Krankenkasse will nicht notwendigen Krankentransport bezahlen, wie kann das angehen?

4 Antworten

Grundsätzlich hat die Krankenkasse Recht. Fahrkosten werden bis zur nächsten Behandlungsmöglichkeit übernommen.

Es mag ja sein, dass du gern zu denen deines Vertrauens gehen möchtest, die deinen Fall auch kennen.

Was aber, wenn der jetzt 500km wegzieht,? Verstehst du, was ich meine?

Du kannst dich an die ansässigen wenden und darum bitten, dass sie dir bestätigen, dass sie keine Patienten mehr annehmen, dann hast du ein Chance. Sonst leider kaum.

Widerspruch solltest du auf jeden Fall einlegen und so argumentieren wie hier- schriftlich natürlich, dann muss man auch schriftlich antworten und da geht flapsig nicht.

Das geht ja eben nicht. Ich habe ja z. B. beim Urologen am Wohnort versucht einen Termin zu bekommen. Die nehmen leider keine neue Patienten mehr an. Die haben Patientenannahmestop..... Oder beim Orthopäden hier am Wohnort kann mich nicht annehmen da die Praxis nicht Barrierefrei ist. Also ich mit meinem Rollstuhl nicht rein komme....... Mir wäre ja auch lieber wenn ich nähere Ärzte hätte. Weil die Fahrten dorthin für mich ja auch Stress bedeuten.

@FidHengst

Dann lass dir das vom Urologen bestätigen und vom Orthopäden, dass nicht barrierefrei. Ist einmal Arbeit, aber damit kannst du die Argumente der KK entkräften.

@sassenach4u

Das habe ich ja schon gemacht und das hat die Krankenkasse ja schon vorliegen, aber trotzdem besteht die Krankenkasse darauf.

Neu ab 1. Januar 2019 ist, dass Patienten mit Pflegegrad 3, 4 und 5 oder mit Schwerbehinderung keine Genehmigung mehr bei ihrer Krankenkasse einholen müssen. Diese Neuerung geht auf das Pflegepersonalstärkungsgesetz zurück.

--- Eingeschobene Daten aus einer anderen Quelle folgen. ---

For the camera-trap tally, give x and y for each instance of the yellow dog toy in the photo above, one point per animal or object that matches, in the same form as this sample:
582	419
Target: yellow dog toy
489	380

Und wie funktioniert das dann genau?

@FidHengst

Ja, aber ich denke daß eine ärztliche Verordnung für den Transport (vom behandelnden Arzt vorliegend muß!

Hallo,

hier ein Link, der das Gegenteil behauptet. Sorgfältig durchlesen!

Evtl. gibt es einen neuen § des sozialen Gesetzesbuches dazu, du kannst dann selber recherchieren:

https://www.haufe.de/sozialwesen/leistungen-sozialversicherung/fahrkosten/fahrkosten-wann-krankenkassen-fahrkosten-uebernehmen_242_477256.html

Den Link kannst du deiner Krankenkasse auch übermitteln, vielleicht sind die Damen dort nicht auf das Neueste, was Gesetze belangt!

Ich hoffe, ich kann dir damit helfen, habe das selbe erlebt für den Transport eines behinderten Angehörigen!

Gruß, Emmy

Okay ich habe das gelesen und wie funktioniert das genau nun?

@FidHengst

Es gibt ein neues Gesetz seit dem 01.01.2019...

@emily2001

Der Arzt, der dich behandelt sollte dir eine Fahrt "verschreiben", du solltest deiner Kasse das so schildern wie du es hier tust: du mußt weiter weg fahren, da die anderen Ärzte dich nicht übernehmen können/wollen! Nötigenfalls einen Anwalt einschalten (Sozialrechtler)!

@emily2001

Das habe ich ja meiner Krankenkasse schon gesagt. Das meine Fachärzte die ich habe für mich die nächstgelegenen sind die mich ja auf aufgenommen haben. Aber das kapiert meine Krankenkasse irgendwie nicht.

@FidHengst

Dann laß dir einfach von den nähergelegenen Ärzten bestätigen, daß sie dich nicht als neuer Patient nehmen können/wollen!!!

Wende dich an einen der Sozialverbände, SoVD oder VdK, damit sie dich unterstützen.

Beim VDK bin ich ja drinnen, die Idee hatte ich ja auch schon. Der früheste Termin für eine Beratung haben die erst Ende August frei. Das hilft mir gar nicht.

Sorry wollte nicht nicht hilfreich anklicken ich bin mit dem Finger verrutscht

@FidHengst

Evtl. bei einem Pflegedienst anrufen, die kennen sich darin aus! Bei der Verbraucherzentrale auch?